AWS Amarathon 2025 Recap

Serverless MediaOps: Automating Video Workflows with AI on Amazon Web Services

Recap Series

Session Notes

Problem Overview

  • Manual video processing
  • Slow turnaround time
  • Hard to scale or automate
  • Heavy ops / server maintenance Traditional Video Workflow Summary
  • [ 1 ] Input:
  • Content is manually managed through initial operations.
  • Manual tasks
  • Long processing time
  • Servers utilized
  • Transcoding backlog
  • [ 2 ] Operations Flow:
  • Input goes to a Cron Job (a scheduling utility).
  • The cron job triggers Encoding.
  • Metadata is generated and stored on EC2 Servers.
  • After encoding/storage, the content undergoes Content Review.
  • The reviewed content is then pushed to the audience.
  • [ 3 ] Output:
  • The final consumption stage on a computer monitor, representing distribution.

What is MediaOps?

  • MediaOps = DevOps for video workflows
  • Automates ingest → processing → delivery
  • Reduces manual steps
  • Ensures consistent, scalable pipelines
  • Improves quality, speed, and reliability A four-step Media Operations (MediaOps) workflow:
  • Ingest: The process of taking in media content.
  • Process: The stage where media is prepared or modified.
  • Quality/Metadata: The step involving quality control and adding relevant data about the media.
  • Delivery: The final stage where the media is distributed or made available to its destination.
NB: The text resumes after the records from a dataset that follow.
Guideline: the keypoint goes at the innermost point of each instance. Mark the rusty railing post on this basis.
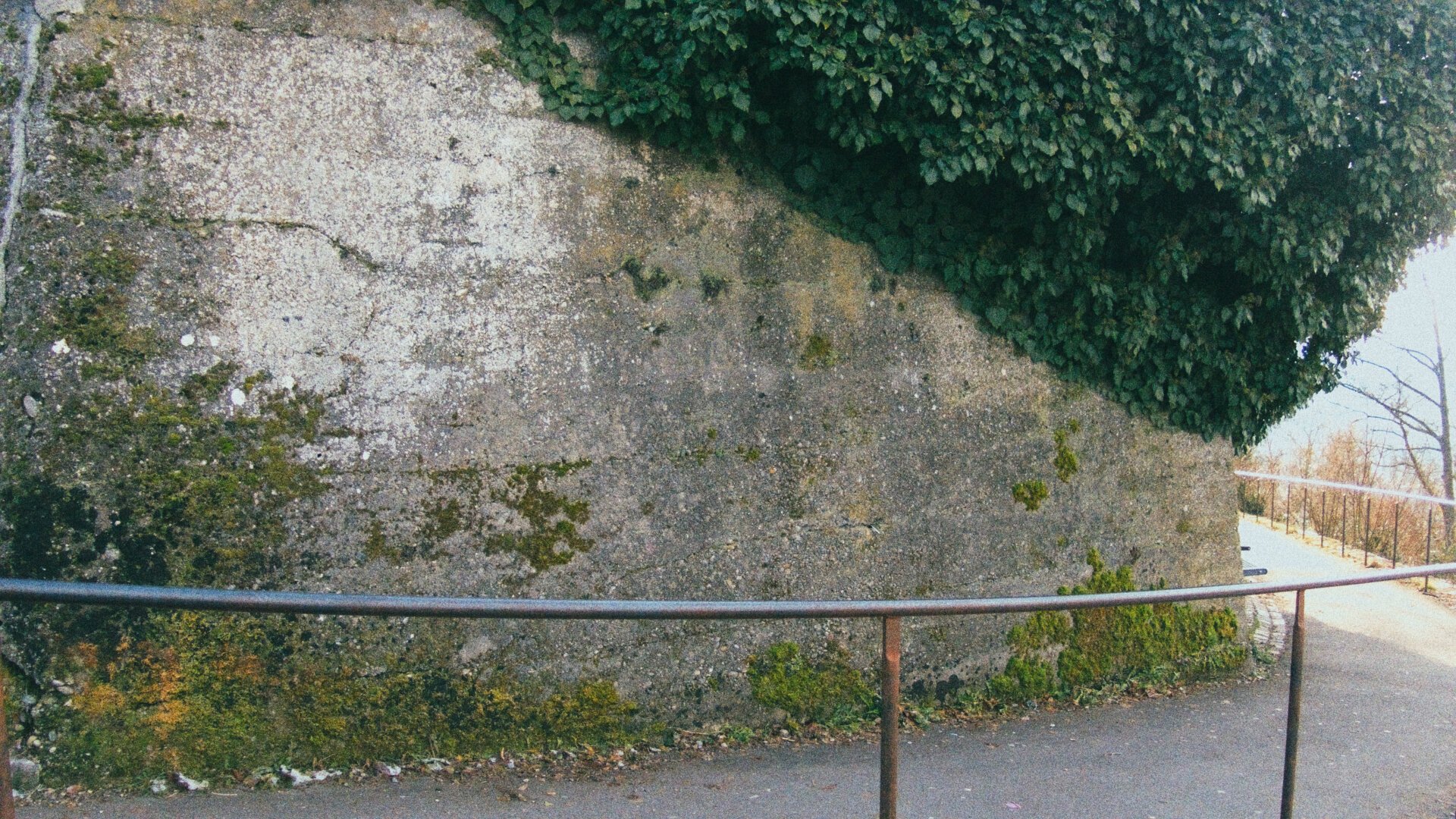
(1430, 519)
(6, 795)
(1296, 689)
(890, 719)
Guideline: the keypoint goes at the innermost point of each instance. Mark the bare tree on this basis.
(1419, 420)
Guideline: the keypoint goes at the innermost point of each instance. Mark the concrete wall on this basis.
(558, 363)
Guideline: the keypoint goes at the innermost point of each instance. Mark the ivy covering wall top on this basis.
(1196, 207)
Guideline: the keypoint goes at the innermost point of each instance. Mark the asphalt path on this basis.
(1379, 741)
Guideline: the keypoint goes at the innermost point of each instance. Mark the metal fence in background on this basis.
(889, 613)
(1367, 518)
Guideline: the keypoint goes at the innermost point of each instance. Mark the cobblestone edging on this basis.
(1269, 624)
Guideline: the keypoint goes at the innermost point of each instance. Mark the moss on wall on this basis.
(215, 694)
(1055, 653)
(826, 689)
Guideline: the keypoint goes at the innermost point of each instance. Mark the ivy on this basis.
(1194, 207)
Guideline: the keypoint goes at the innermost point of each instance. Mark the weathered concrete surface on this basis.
(564, 365)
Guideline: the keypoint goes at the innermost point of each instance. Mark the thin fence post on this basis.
(6, 795)
(1296, 689)
(1323, 525)
(890, 719)
(1289, 506)
(1430, 521)
(1395, 541)
(1367, 532)
(1304, 515)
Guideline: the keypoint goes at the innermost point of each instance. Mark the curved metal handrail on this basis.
(889, 613)
(525, 608)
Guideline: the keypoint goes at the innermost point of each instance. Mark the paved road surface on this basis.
(1379, 741)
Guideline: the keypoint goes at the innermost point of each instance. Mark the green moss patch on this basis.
(1066, 461)
(1030, 493)
(645, 283)
(552, 518)
(826, 691)
(218, 695)
(819, 353)
(1060, 654)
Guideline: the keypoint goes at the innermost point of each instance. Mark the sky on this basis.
(1427, 297)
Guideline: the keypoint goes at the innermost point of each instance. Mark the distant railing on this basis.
(1381, 523)
(889, 613)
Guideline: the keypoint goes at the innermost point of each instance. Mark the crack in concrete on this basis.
(33, 36)
(344, 249)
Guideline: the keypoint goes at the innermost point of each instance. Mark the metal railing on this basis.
(889, 613)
Core Amazon Web Services
  • S3 – ingest & storage
  • Lambda – event-driven logic
  • Step Functions – orchestration
  • MediaConvert – transcoding
  • Rekognition / Bedrock – analysis & AI metadata
  • CloudFront – global delivery

AI Automation Layer

  • Scene analysis (Rekognition)
  • Auto-generated metadata (Bedrock)
  • Intelligent decisions: reprocess, flag, publish
  • Event-driven orchestration (Lambda + Step Functions) AI Automation Layer Workflow Summary AI-driven video content workflow:
  • Input: A Video Output is directed into the automation system.
  • AI Automation: The core processing uses AI services, Rekognition and Bedrock.
  • Outputs/Actions: Based on the AI analysis, the system can trigger one of three actions:
  • [ 1 ] Reprocess: Send the content back for further processing.
  • [ 2 ] Flag: Mark the content for manual review or attention.
  • [ 3 ] Publish: Distribute the content live. Key Benefits
  • Key benefits encompass eliminating 80% of manual operations
  • Accelerating publish time by 10 times
  • Achieving automatic scalability, enhancing discoverability and compliance with AI-generated consistent quality and metadata.